6.5.16. Determining the number of components to use in the model with cross-validation¶

Cross-validation is a general tool that helps to avoid over-fitting - it can be applied to any model, not just latent variable models.

As we add successive components to a model we are increasing the size of the model, $A$ , and we are explaining the model-building data, $X$ , better and better. (The equivalent in least squares models would be to add additional $X$ -variable terms to the model.) The model’s $R^{2}$ value will increase with every component. As the following equation shows, the variance of the $\hat{X}$ matrix increases with every component, while the residual variance in matrix $E$ must decrease.

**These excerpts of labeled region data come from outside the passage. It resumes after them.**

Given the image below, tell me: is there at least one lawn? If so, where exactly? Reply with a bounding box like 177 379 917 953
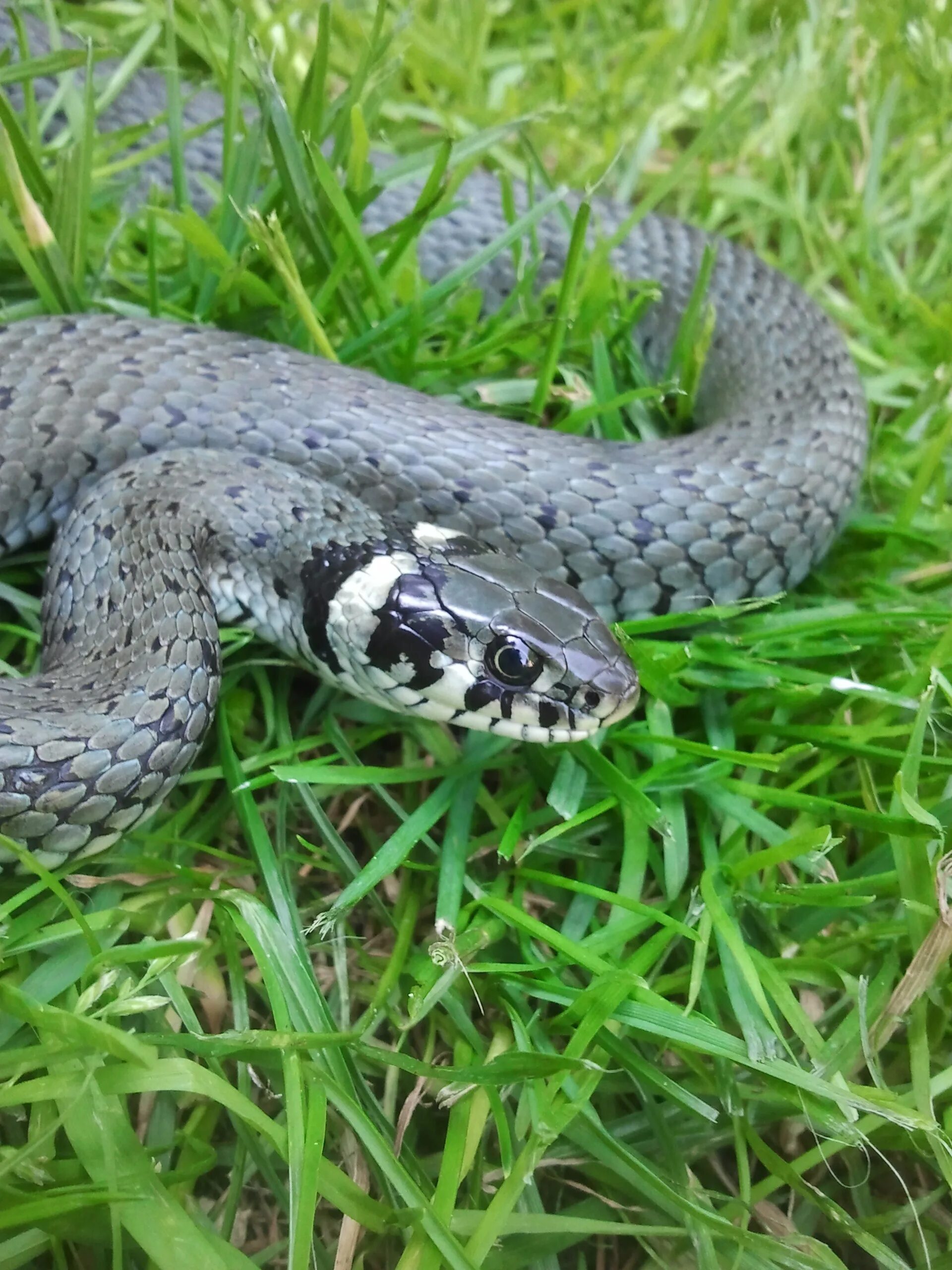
0 0 952 1270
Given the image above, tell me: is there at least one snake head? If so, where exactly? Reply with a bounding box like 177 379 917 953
301 522 639 743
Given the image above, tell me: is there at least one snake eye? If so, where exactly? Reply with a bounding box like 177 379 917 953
486 635 542 689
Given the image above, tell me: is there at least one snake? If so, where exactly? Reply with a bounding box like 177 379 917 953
0 13 867 867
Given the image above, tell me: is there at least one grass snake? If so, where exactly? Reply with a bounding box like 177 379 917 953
0 13 866 865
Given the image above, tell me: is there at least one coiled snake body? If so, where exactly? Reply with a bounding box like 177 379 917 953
0 10 866 864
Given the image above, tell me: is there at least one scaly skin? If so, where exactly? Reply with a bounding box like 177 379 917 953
0 7 867 862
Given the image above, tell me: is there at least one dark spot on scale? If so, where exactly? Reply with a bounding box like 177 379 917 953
159 706 178 737
198 636 220 674
536 503 558 533
463 680 505 712
367 567 448 692
538 701 558 728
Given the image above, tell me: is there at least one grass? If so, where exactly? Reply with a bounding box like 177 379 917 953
0 0 952 1270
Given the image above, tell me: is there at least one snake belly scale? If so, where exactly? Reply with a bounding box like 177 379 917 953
0 7 866 864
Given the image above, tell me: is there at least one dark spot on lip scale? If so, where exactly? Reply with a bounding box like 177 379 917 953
463 680 505 714
538 701 558 728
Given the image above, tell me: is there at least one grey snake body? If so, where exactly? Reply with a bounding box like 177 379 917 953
0 10 866 864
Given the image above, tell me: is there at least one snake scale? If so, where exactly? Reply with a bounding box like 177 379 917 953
0 14 866 865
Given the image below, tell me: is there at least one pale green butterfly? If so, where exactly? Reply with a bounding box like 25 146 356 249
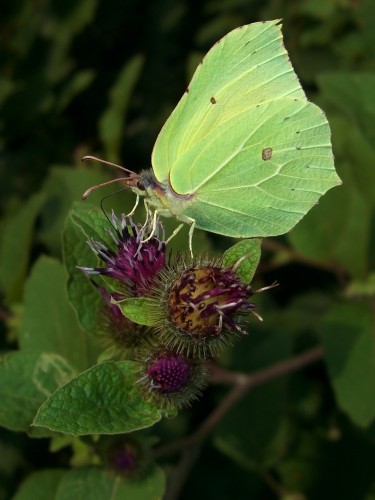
84 20 341 251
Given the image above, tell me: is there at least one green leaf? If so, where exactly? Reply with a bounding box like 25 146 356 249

\begin{aligned} X & = {TP}^{'} + E \\ X & = \hat{X} + E \\ V (X) & = V (\hat{X}) + V (E) \end{aligned}

This holds for any model where the $\hat{X}$ and $E$ matrices are completely orthogonal to each other: ${\hat{X}}^{'} E = 0$ (a matrix of zeros), such as in PCA, PLS and least squares models.

There comes a point for any real data set where the number of components, $A$ = the number of columns in $T$ and $P$ , extracts all systematic variance from $X$ , leaving unstructured residual variance in $E$ . Fitting any further components will start to fit this noise, and unstructured variance, in $E$ .

Cross-validation for multivariate data sets was described by Svante Wold in his paper on Cross-validatory estimation of the number of components in factor and principal components models, in Technometrics, 20, 397-405, 1978.

The general idea is to divide the matrix $X$ into $G$ groups of rows. These rows should be selected randomly, but are often selected in order: row 1 goes in group 1, row 2 goes in group 2, and so on. We can collect the rows belonging to the first group into a new matrix called $X_{(1)}$ , and leave behind all the other rows from all other groups, which we will call group $X_{(- 1)}$ . So in general, for the $g^{th}$ group, we can split matrix $X$ into $X_{(g)}$ and $X_{(- g)}$ .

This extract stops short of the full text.